Teddi went on, “I don’t look ahead that much. I try to keep it more present. I have smaller milestones. I get excited for the kids, about riding horses, or if I book a new job—all the things that used to get me excited still get me excited, because it shows what I can do.”
Toward the end of the interview, Kyle asked Teddi about her uncanny ability to remain so calm throughout this process and where it came from. According to Teddi, “Part of it was me not knowing the negatives of the situation and just going off my gut feeling. Something inside me told me, ‘You’re going to survive. You’re going to make it through this.’ Of course, I have days where I feel doubt and feel worried, but I just told myself to keep showing up.”
“I had a conversation with someone who told me, ‘I had the same cancer as you, and I didn’t leave my bed for six months to a year. How are you doing this?’ And I said, ‘To be perfectly honest, I didn’t know that was an option,’” Teddi said.
She added, “I’ve always struggled with anxiety, and I can get depressed.
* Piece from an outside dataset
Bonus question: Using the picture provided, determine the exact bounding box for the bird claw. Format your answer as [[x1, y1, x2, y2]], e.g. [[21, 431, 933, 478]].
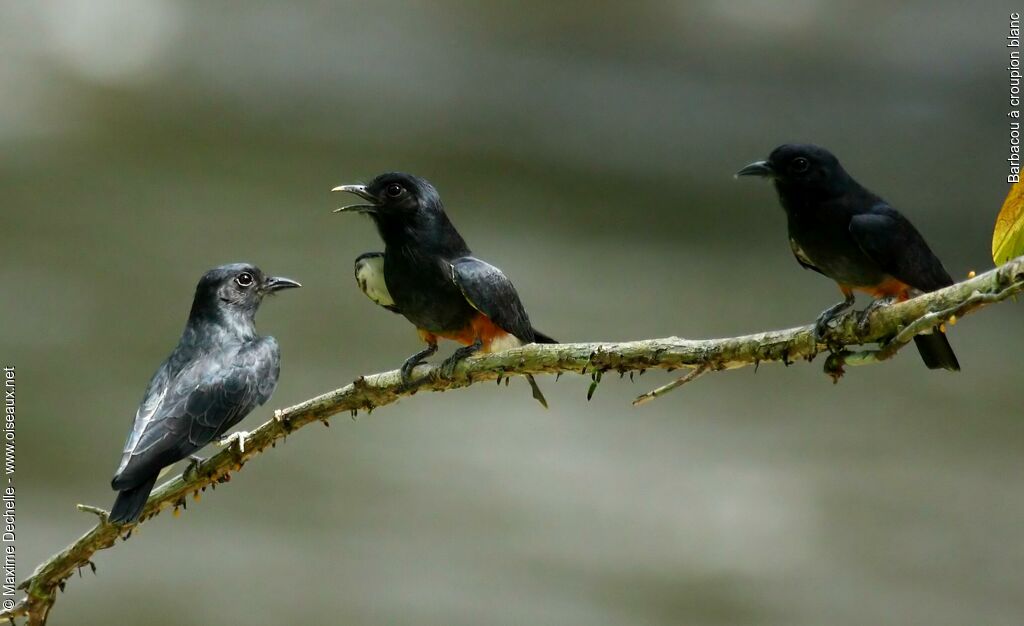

So I was always concerned with making sure that my mental health was as good as possible. I would make sure on the days that I felt good, I accomplished the things that I knew would give me more strength.”
They also discussed an “oops moment” they shared when Kyle asked Teddi for her opinion on how her hair looked. Notably, this was after Teddi had lost her hair due to treatment. Kyle said, “And then right away, you looked at me and said, ‘Oh sh**.’ We both started crying laughing because it’s just something we’re so used to doing.”
Teddi then added, “You know what? I think I’ve had bigger oops moments. But no, with the hair, it’s weird the things that would upset me. People would write to me, ‘Why did you shave your head?’ I remember getting really upset by it because I’d be like, ‘I lost my hair. I shaved the parts that I didn’t lose.’”
Regarding life advice for others, Teddi shared, “Something I really want to drive home is, get your life insurance before you’re sick. I can’t get it now. I always thought I’ll do it when I’m older, and then never did. I couldn’t get it back in the days when I only had melanoma on my shoulder. If you get anything from this interview, it’s to get yourself some life insurance and some friends you can laugh with.”